Diagnostic Performance of a Large Language Model in Multimodal Retrieval-Augmented Radiology Report Generation: A Comparative Study with an Experienced Human Reader

Purpose: This study aims to evaluate the diagnostic performance of a large language model (LLM) in multimodal retrieval-augmented radiology report generation for chest radiographs, comparing its performance with that of an experienced human reader.
Materials and Methods: This retrospective study included 800 anonymized chest radiographs obtained from five clinical settings: screening, outpatient non-respiratory clinics, outpatient respiratory clinics, inpatient wards, and emergency departments. The evaluation focused on posteroanterior and anteroposterior radiographs, with chest computed tomography (CT) performed on the same day or within one week serving as the standard reference. Diagnostic accuracy and report quality (assessed using a 5-point Likert scale) were compared between LLM-generated reports and those from an experienced human reader, using the McNemar test for diagnostic accuracy and the Wilcoxon Signed-Rank test for report quality. Efficiency was assessed by measuring the time required for LLM interpretation, and hallucinations in the generated reports were analyzed to evaluate the reliability of LLM interpretations.

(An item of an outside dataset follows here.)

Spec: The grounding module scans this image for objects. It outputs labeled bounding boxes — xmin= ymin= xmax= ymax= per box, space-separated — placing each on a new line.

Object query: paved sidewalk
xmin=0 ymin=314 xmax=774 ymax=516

Results: The human reader achieved an overall diagnostic accuracy of 91.5% (732/800), significantly higher than the LLM's accuracy of 66.9% (535/800) (P < 0.001). The average Likert score for report quality was 4.53 for the human reader and 3.43 for the LLM (P < 0.001). The LLM demonstrated a hallucination rate of 5.6% (45/800). The mean reporting time for the LLM was 3.4 seconds (SD 0.9), ranging from 2.0 to 9.6 seconds. Across all clinical settings, the human reader consistently achieved higher diagnostic accuracy than the LLM (all P < 0.001). The highest accuracy for both was observed in the screening setting (96.3% [154/160] vs. 84.4% [135/160]), while the largest performance gap occurred in outpatient respiratory clinics (89.4% [143/160] vs. 55% [88/160]). In inpatient wards and emergency departments, the human reader maintained accuracies above 90%, significantly outperforming the LLM (63.8% [102/160] and 65% [104/160], respectively).
Conclusions: These findings underscore the superior diagnostic accuracy and report quality of the human reader across all clinical settings. However, the LLM demonstrated acceptable diagnostic accuracy in screening examinations, highlighting its potential utility in specific scenarios where efficiency and scalability are prioritized.